Wow- what a miracle. I was worried when you hadn't updated that day and I wondered if something had gone wrong- I prayed for you as I fell asleep that night. Thank God Ewan is the little fighter that he is. Still praying lots of prayers!
Jen
Thank you Lord!! Wonderful!
I will continue to pray <3
In my thoughts and prayers girl, all my best.
Kale
Wonderful news. God is full of miracles...believe! I will keep you in my thoughts and prayers.
At bedtime tonight with my kids we prayed for Baby Ewan. As I was tucking them in I told them that they could continue to pray for him in the night or the morning, whenever they thought of it. A moment ago my 5yo got out of bed to ask me "Mommy, what is that baby's name again?" Ewan is in all our hearts, Kirsten.
Right here with you in prayer. We were drawn to your blog a few weeks ago and have been hanging onto your raw, spiritual blog posts ever since. I am just overcome. Overcome. Committed to you in prayer.
Jodi, mom to Leah (TOF)
www.caringbridge/org/visit/leahflannery
Hugs and prayers to you and your precious Ewan. May God be with you..
My prayers for you and Ewan will continue. And will always be here should they ever be needed again. God bless you and your family.

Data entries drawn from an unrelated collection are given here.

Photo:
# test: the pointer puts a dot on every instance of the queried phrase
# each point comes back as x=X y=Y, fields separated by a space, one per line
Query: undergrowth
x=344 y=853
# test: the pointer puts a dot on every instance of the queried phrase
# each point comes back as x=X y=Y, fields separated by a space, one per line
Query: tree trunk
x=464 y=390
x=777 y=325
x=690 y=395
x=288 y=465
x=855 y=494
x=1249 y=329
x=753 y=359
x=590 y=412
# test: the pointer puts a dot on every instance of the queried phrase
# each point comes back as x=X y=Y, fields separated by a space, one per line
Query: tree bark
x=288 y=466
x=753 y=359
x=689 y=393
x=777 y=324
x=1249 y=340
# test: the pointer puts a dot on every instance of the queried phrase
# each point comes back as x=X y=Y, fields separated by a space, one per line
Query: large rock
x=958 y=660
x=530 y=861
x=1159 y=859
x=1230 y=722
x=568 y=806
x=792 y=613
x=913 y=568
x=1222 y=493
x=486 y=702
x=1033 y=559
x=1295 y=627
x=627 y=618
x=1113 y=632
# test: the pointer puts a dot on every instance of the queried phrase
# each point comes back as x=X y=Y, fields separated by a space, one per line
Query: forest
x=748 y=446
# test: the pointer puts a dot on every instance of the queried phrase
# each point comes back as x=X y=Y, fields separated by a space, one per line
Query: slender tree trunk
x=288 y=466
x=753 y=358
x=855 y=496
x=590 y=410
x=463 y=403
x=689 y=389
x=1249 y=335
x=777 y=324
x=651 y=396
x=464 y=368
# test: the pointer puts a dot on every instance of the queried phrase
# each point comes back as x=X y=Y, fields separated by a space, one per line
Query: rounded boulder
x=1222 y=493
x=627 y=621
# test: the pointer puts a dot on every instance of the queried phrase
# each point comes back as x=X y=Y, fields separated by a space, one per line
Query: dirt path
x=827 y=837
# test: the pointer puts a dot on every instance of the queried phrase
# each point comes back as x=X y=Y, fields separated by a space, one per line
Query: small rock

God is a God of miracles!!! rejoicing in all He has done and is doing. praying the miracles continue! I loved reading that you felt the peace the surpasses all understanding...that is awesome!
Your strength is so amazing and encouraging. God is the miracle worker in your situation. Continue to place all your cares at His feet.
You, your family and your sweet, strong little Ewan are in our thoughts and prayers. We pray for strength, healing and comfort for all.
Hannah
I will not stop praying for Baby Ewan or you. My husband has Tetralogy of Fallot.